Cedar Fair partnership agreement, unitholder vote is required if there is a Change in Control. Merger doesn't result in a Change in Control if Cedar Fair unitholders own at least 51% of the post-merger entity equity. From merger announcement, Cedar Fair unitholders will own 51.2% of the post-merger entity.
Without the prior approval of Partners whose aggregate Percentage Interest constitutes at least 66 2/3% of the aggregate Percentage Interest of the Partners, the General Partner shall not approve a transaction or a series of related transactions which (i) results in a Change of Control, or (ii) results in the sale or exchange of all or substantially all of the assets of Cedar Point Park.

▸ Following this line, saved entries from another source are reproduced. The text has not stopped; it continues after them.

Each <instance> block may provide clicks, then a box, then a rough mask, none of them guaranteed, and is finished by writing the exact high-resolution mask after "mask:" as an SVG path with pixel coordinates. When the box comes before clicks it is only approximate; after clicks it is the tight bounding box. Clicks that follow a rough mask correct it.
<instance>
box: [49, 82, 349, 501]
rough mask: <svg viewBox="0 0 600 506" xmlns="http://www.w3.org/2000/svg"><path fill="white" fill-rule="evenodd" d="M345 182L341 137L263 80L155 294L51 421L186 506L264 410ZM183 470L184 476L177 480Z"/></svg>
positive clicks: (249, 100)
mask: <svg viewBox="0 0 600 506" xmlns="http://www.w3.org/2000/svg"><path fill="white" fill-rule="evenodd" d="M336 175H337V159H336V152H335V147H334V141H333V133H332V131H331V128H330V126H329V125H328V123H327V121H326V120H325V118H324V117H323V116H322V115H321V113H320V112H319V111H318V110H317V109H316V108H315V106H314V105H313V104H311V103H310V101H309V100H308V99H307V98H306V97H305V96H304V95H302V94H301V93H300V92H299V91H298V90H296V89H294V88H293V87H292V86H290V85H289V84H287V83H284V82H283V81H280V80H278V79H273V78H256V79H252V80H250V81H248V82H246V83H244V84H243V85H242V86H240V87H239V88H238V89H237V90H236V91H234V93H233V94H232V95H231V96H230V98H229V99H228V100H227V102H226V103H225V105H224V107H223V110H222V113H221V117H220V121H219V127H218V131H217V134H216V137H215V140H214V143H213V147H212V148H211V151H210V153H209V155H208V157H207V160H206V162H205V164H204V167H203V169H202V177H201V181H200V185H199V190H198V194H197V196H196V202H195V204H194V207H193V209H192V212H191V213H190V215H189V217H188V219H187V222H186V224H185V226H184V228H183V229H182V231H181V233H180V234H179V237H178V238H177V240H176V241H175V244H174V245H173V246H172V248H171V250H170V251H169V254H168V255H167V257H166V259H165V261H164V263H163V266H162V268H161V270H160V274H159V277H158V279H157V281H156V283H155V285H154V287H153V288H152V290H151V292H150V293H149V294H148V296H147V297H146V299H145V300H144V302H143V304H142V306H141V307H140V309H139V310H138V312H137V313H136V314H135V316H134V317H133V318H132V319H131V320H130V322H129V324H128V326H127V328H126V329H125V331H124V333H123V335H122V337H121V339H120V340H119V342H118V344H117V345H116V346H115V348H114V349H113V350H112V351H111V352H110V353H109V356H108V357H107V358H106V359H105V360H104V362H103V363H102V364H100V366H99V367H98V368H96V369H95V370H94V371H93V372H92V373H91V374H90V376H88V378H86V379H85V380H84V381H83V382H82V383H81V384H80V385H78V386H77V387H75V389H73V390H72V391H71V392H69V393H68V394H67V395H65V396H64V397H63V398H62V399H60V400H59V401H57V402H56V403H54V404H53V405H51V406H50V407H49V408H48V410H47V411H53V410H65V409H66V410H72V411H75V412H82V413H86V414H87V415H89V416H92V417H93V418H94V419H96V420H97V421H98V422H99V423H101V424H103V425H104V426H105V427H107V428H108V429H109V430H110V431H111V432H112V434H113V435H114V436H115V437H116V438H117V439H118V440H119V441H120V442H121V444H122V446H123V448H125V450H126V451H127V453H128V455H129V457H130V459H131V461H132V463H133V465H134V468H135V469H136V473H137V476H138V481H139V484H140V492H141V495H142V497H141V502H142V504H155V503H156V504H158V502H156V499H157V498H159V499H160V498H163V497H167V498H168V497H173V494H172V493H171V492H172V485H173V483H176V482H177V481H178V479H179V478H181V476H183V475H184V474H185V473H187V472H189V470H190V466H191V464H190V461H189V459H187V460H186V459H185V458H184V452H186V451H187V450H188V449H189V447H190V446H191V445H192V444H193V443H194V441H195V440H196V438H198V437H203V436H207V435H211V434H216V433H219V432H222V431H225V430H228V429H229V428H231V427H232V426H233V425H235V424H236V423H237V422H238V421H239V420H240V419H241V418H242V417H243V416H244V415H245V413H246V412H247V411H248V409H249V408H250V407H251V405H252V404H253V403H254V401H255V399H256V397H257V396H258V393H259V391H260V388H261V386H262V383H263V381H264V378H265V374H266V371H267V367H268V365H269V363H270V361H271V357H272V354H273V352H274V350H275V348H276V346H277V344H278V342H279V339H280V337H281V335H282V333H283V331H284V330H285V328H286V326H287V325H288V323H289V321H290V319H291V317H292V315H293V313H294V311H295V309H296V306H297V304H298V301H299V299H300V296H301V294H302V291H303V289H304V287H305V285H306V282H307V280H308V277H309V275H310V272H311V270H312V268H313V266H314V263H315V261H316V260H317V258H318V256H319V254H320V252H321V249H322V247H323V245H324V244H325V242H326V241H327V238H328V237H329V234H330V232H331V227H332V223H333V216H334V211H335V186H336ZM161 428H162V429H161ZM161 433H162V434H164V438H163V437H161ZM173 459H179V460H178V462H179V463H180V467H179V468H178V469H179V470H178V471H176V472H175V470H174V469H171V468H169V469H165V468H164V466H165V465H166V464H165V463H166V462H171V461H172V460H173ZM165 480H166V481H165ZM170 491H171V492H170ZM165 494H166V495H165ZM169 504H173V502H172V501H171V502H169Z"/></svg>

“Change in Control” shall be deemed to occur if: (a) any person or group (as such term is defined in section 13(d)(3) of the Securities Exchange Act of 1934, as then in effect), other than the Partnership or any trustee or other fiduciary holding securities under an employee benefit plan of the Partnership, shall acquire, directly or indirectly, beneficial ownership (within the meaning of Rule 13d-3 and 13d-5 of the Securities Exchange Act of 1934, as then in effect) of more than twenty percent (20%), on a fully diluted basis, of the economic or voting interest in the Partnership’s then Outstanding Units, other than the acquisition of Units from the Partnership or by virtue of a merger or consolidation to which the Partnership is a party, (b) a merger or consolidation of the Partnership with any other Person, other than a merger or consolidation that would result in the Units of the Partnership Outstanding immediately prior thereto continuing to represent (either by remaining Outstanding or by being converted or exchanged for voting securities of the surviving or resulting entity or its parent corporation) more than fifty-one percent (51%) of the voting interest of the partnership interests or other voting securities of the Partnership or such surviving or resulting entity outstanding after such merger or consolidation, or (c) the liquidation of the Partnership or an agreement or agreements for the sale or disposition by the Partnership of all or substantially all of the assets of the Partnership.
Paramount was an acquisition not a merger.